Hicham Arazi and his Moroccan Flag

 

May 1997. For his first senior tournament at Roland Garros, Hicham Arazi managed the feat of beating Marcelo Rios in the second round. The morning before the match, his father, omnipresent on the side-lines, ran into Jacques Le Led, the man in charge of court maintenance, and confessed something. "The first time I came to Roland Garros, Hicham was 5 years old. He looked around the Centre Court, and he said, 'Daddy, why is there no Moroccan flag here?" I replied: 'No, but maybe one day you will hang it there'." After hearing this anecdote, the stadium services immediately contacted the Embassy of Morocco, sent a messenger to get the diplomatic banner and hung it in the stadium ten minutes before the game. "We then went to see Hicham in the dressing room to tell him the news,” says Jérôme Le Led. “And he was very touched. "

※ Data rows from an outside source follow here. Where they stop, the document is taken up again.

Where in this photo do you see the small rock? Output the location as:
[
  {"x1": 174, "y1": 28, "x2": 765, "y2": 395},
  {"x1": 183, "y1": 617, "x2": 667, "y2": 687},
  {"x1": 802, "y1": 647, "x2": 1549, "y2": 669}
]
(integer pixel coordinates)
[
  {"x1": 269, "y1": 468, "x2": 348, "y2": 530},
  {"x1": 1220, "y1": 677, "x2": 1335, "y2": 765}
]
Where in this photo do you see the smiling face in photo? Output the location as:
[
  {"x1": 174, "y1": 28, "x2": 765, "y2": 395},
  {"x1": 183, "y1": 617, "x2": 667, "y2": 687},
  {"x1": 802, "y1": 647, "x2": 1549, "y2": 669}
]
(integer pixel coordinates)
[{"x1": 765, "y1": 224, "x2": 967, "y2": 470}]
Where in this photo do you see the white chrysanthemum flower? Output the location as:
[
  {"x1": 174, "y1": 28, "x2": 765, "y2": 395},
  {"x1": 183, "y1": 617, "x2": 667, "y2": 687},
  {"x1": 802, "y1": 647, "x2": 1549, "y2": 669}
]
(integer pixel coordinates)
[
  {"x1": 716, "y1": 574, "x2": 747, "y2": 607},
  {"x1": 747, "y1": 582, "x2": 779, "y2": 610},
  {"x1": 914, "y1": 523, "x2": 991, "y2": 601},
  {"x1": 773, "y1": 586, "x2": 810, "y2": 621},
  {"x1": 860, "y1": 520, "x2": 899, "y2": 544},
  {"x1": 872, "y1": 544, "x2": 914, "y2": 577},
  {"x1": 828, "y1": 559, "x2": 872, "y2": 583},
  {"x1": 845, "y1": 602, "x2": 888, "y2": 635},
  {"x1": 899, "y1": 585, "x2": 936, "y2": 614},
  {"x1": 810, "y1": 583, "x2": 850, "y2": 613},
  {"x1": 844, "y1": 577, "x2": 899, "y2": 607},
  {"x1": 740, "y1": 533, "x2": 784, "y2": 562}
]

Find this story on 40ans.wearetennis.com/en/m/373

 

Rafael Nadal on crutches

 

Everyone knows the story: Rafael Nadal won his first French Open in 2005 at the first attempt. But who knows if this Mallorcan empire couldn't have been built two years earlier, when the Spaniard was twice forced to withdraw due to injuries to his elbow (2003) and his ankle (2004). His first visit to Porte d’Auteuil? As a tourist, with his family, sunglasses on his nose and crutches in his hands. Finally, for his debut amongst the seniors the following year, Nadal was lynched by the Parisian crowd during a match against Sebastien Grosjean. Amidst an atmosphere of boos and insults, the referee had to stop the game for nine minutes... although we all know the result.

 

Yannick Noah first kisses

 

"The Cameroonian". Quite a mistake made by the French daily L'Equipe in 1978 when describing Yannick Noah’s first game at Roland Garros… Wearing high socks, short shorts and a fitted polo shirt, that day, the Frenchman(!) was at ease with his style. "He's a great representative of 1970s France,” says Frédéric Godart, a French fashion sociologist. “Nothing cheesy, he's the French illustration of French success." Three years earlier, when he was a resident within the precincts of the Paris stadium, Yannick, driving his Abarth Bianchi, reversed out at the same time as his room-mate, Pascal Portes, in the parking lot of the enclosure and their two cars collided. "I think it’s the only car accident at the French Open,” he laughed. “I say it like that but I think Pascal never got his license. I’m sure he bought it." For Noah, the first real time at Roland goes back even earlier, at the age of 14, when he was playing the junior French Championships, from which he holds a tender memory: "My first kiss was on Roland's Centre Court with a young girl from the Languedoc league, she was gorgeous. Her name was Mylène."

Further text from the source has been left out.